"Yes," said Angela, and then in a hoarse, angry voice the man said:
"What has she come here for?"
Angela told him that I had seen her on Piccadilly, and being a great lady now, I (Oh heaven!) was one of the people who came out into the streets at midnight to rescue lost ones.
"She looked as if she wondered what had brought me down to that life, so I've fetched her home to see."
I was shocked at Angela's mistake, but before I could gather strength or courage to correct her Giovanni was raising himself in bed and saying, with a defiant air, his eyes blazing like watch-fires:
"She does it for me, if you want to know. I've been eleven months ill—she does it all for me, I tell you."

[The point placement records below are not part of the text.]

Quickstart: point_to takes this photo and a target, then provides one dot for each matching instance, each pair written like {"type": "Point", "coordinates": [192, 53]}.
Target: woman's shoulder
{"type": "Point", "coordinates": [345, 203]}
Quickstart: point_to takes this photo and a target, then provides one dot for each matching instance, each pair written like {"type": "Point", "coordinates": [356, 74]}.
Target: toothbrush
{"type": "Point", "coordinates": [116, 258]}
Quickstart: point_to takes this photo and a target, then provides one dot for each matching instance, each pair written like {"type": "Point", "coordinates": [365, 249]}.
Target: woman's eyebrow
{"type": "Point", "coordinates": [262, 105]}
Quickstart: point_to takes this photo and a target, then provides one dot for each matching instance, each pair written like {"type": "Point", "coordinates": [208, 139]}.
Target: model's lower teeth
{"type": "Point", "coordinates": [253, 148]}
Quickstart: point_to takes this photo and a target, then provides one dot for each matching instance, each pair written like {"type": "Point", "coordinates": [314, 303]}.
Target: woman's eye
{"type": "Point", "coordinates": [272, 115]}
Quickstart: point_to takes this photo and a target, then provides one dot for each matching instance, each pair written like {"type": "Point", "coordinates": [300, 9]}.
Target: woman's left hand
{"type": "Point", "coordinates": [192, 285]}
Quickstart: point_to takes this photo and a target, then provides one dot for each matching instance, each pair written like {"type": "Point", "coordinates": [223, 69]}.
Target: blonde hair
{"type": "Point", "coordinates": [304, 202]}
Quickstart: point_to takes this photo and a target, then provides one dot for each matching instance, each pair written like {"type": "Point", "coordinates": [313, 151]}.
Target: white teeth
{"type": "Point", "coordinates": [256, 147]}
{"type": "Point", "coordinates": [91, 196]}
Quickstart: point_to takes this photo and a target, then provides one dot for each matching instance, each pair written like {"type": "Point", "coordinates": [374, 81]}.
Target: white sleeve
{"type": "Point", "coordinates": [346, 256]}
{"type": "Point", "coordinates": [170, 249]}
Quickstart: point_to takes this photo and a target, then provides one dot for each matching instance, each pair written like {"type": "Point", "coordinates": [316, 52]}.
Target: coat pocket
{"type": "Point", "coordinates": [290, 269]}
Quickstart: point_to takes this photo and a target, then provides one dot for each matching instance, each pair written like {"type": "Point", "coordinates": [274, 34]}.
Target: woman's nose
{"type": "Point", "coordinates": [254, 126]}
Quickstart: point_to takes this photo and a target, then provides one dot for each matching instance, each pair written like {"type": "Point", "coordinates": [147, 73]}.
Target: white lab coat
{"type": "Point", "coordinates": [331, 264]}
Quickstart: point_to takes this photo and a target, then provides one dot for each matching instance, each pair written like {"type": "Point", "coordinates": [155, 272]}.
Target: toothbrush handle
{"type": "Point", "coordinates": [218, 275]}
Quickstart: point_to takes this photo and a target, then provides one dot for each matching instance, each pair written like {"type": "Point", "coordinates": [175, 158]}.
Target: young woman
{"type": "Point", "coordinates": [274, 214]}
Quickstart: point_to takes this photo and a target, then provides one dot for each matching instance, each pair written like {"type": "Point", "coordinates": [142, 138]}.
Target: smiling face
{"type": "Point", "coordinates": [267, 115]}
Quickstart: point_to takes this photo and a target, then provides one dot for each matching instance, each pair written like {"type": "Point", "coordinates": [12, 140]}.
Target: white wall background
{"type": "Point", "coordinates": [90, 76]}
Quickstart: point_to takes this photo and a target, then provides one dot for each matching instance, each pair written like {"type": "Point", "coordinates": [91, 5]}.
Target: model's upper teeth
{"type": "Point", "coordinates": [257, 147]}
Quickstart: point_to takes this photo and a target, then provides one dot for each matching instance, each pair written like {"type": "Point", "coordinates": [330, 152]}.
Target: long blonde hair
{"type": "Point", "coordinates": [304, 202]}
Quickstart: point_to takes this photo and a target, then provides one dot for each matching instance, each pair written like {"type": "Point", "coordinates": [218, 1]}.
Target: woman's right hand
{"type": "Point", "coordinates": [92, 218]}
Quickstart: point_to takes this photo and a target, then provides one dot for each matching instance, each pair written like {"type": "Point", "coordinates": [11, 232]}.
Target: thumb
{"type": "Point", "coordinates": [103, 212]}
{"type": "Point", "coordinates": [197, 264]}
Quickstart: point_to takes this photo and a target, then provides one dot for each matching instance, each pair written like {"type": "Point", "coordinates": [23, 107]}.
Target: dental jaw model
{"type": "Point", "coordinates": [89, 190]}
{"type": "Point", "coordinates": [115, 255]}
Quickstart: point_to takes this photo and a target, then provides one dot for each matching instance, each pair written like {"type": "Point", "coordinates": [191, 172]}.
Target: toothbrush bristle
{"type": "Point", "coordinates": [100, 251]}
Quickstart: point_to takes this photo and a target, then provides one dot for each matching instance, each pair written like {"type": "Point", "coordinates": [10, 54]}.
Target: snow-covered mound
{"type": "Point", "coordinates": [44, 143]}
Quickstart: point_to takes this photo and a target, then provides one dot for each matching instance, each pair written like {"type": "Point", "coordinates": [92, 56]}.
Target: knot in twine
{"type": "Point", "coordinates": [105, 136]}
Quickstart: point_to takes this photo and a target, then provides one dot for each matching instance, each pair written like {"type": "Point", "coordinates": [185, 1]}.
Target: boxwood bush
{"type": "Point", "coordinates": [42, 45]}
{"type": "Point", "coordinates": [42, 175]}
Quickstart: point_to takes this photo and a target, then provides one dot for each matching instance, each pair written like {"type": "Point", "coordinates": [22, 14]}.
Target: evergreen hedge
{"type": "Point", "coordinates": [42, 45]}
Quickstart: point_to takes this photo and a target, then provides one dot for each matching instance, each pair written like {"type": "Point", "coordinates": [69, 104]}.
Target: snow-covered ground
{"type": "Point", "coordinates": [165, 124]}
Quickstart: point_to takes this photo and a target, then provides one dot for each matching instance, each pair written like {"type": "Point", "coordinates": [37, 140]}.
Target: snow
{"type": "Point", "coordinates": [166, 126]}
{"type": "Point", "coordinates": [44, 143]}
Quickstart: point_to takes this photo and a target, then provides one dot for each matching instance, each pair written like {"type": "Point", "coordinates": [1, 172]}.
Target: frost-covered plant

And then, in one of those outbursts of animation which come to the victims of that fell disease, he gave me a rapid account of what had happened to them since they ran away from Rome—how at first he had earned their living as a teacher of languages; how it became known that he was an unfrocked and excommunicated priest who had broken his vows, and then his pupils had left him; how they had struggled on for some years longer, though pursued by this character as by a malignant curse; and how at length his health had quite broken down, and he would have starved but for Agnes (Angela being her nun's name), who had stuck to him through everything.
While the sick man said this in his husky voice, Angela was sitting on the bed by his side with her arm about his waist, listening to him with a sort of pride and looking at me with a kind of triumph.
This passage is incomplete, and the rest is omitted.